It would be dishonest for me to say that I completely ‘unlearned’ bounce back expectations. I tried!

But those concepts are deeply ingrained in my brain. Due to having an eating disorder in my teens, I haven’t weighed myself in 20 years–and I’m firm about that, even at the doctor’s office. (If they want a number, then they weigh me with my eyes closed.)

Instead, I monitor muscle tone, how my clothes fit, flexibility, and stamina.

And I make damn sure my daughter never hears me saying negative things about my body!

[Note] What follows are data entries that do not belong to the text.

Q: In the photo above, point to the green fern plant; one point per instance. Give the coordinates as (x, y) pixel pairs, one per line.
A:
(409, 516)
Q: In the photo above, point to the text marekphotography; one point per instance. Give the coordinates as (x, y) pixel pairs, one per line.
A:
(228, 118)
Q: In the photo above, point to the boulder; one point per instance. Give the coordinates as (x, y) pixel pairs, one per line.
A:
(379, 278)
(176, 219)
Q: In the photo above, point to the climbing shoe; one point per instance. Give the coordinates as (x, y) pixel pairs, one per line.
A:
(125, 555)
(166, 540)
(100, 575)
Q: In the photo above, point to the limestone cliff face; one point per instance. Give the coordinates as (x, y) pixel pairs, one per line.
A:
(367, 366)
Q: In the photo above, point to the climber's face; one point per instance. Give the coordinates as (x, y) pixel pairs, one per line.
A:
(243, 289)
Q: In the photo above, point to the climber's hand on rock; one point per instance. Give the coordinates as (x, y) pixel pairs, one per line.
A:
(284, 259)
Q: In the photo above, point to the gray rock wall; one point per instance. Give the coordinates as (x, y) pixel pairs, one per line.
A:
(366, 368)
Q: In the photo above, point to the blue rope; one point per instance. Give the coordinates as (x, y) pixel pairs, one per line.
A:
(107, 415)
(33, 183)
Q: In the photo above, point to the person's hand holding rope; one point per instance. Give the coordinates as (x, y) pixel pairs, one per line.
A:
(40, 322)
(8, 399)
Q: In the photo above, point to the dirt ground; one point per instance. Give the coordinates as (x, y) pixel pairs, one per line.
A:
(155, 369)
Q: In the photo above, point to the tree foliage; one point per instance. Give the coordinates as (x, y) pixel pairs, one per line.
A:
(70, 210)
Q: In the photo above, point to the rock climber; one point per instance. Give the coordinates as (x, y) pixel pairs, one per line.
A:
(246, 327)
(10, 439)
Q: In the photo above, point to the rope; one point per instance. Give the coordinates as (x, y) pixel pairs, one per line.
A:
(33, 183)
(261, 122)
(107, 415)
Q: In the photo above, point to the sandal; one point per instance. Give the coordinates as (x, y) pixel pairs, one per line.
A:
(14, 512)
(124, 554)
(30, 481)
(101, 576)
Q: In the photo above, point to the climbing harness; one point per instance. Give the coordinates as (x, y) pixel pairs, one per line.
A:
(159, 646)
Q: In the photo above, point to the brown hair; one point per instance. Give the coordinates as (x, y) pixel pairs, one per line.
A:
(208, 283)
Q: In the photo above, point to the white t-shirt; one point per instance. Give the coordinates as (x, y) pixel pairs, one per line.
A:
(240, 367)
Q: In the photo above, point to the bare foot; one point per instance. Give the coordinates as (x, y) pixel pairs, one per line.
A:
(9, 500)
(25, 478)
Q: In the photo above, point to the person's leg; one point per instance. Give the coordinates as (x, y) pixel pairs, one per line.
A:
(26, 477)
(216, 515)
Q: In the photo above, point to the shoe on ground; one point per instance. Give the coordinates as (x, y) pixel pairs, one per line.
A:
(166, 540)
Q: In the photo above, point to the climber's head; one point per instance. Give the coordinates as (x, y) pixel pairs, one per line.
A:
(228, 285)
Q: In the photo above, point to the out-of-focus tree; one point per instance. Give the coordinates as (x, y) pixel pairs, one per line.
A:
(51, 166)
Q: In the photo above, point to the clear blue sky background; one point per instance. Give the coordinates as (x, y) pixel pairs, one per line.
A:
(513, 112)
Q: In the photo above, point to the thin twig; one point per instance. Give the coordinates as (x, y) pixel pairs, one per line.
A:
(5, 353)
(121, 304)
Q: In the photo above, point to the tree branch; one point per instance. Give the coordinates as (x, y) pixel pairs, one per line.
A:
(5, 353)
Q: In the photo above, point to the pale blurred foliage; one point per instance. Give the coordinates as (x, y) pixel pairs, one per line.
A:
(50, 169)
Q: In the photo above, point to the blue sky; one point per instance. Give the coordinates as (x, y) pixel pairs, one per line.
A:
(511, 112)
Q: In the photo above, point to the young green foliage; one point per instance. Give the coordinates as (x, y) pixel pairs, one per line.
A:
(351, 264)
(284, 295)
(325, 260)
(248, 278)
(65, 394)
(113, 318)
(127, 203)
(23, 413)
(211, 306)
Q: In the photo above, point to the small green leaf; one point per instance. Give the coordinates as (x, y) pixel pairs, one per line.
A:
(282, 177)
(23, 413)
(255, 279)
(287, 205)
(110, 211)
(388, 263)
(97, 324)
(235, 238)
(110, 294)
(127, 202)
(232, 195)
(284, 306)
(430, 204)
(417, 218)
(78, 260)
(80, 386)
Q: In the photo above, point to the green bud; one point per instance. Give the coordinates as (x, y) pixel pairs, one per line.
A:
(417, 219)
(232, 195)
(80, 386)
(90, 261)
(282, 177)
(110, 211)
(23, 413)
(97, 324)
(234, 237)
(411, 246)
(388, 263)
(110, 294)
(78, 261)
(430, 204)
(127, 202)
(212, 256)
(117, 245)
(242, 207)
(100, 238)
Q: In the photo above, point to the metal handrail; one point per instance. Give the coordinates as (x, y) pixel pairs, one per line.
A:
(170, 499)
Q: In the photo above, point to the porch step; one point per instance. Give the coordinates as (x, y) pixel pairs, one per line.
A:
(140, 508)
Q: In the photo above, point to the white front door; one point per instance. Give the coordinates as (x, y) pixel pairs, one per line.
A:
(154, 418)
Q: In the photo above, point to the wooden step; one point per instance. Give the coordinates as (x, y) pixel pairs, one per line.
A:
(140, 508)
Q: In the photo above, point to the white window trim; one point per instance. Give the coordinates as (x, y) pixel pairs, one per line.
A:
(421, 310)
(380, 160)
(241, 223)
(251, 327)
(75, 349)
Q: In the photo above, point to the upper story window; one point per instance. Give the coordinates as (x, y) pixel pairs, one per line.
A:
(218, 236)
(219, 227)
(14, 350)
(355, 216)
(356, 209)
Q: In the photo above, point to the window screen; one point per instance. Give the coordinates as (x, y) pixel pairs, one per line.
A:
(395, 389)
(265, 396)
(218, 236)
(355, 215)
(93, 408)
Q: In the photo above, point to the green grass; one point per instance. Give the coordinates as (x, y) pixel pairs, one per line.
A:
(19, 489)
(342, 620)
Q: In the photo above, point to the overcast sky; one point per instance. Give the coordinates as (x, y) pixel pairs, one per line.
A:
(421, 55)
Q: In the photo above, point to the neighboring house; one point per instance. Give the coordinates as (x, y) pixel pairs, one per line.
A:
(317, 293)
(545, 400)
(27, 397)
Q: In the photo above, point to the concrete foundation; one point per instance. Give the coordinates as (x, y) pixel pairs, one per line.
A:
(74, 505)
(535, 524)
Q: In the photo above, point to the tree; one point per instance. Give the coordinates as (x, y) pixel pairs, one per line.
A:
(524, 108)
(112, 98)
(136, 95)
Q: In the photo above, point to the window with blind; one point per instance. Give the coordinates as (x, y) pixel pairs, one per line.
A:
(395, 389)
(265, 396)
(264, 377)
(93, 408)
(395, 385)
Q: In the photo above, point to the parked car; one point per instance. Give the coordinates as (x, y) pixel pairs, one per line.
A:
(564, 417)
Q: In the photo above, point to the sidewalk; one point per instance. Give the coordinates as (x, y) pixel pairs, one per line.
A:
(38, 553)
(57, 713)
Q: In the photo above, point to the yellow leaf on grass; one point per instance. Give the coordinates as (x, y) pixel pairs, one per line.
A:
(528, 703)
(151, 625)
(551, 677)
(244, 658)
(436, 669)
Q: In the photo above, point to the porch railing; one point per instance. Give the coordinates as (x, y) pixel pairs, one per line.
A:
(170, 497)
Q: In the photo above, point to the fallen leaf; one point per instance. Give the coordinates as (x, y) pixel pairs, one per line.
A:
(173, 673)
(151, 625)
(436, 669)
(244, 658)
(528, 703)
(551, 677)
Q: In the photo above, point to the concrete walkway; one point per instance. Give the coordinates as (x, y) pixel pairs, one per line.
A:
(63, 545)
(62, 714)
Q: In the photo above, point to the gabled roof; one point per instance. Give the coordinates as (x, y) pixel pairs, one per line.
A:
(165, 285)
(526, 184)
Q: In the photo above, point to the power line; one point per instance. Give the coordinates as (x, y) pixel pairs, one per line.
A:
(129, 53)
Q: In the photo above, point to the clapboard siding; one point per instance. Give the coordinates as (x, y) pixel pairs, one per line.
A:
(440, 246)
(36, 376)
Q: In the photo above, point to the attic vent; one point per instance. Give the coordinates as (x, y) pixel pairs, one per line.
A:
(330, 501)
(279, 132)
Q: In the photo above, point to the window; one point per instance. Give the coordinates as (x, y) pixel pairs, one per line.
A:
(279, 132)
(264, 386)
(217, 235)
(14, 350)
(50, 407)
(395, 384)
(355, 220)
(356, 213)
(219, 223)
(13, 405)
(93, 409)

Only praise like “wow I was able to run up the stairs so fast!” or “my shoulder muscles look great today!”

Can you talk about your experience with lymphedema—how did it affect how you saw and treated your body in postpartum?

Lymphedema was a major consideration for me not to have my own children. One: the risk of further damaging my lymphatic system (which did happen, due to the emergency c-section) and thus more physical deformity.

And two: will this be a condition my child has to live with? I did face my fears and now I have the most wonderful little human. But those first few months being post-partum with Lymphedema were immensely humbling.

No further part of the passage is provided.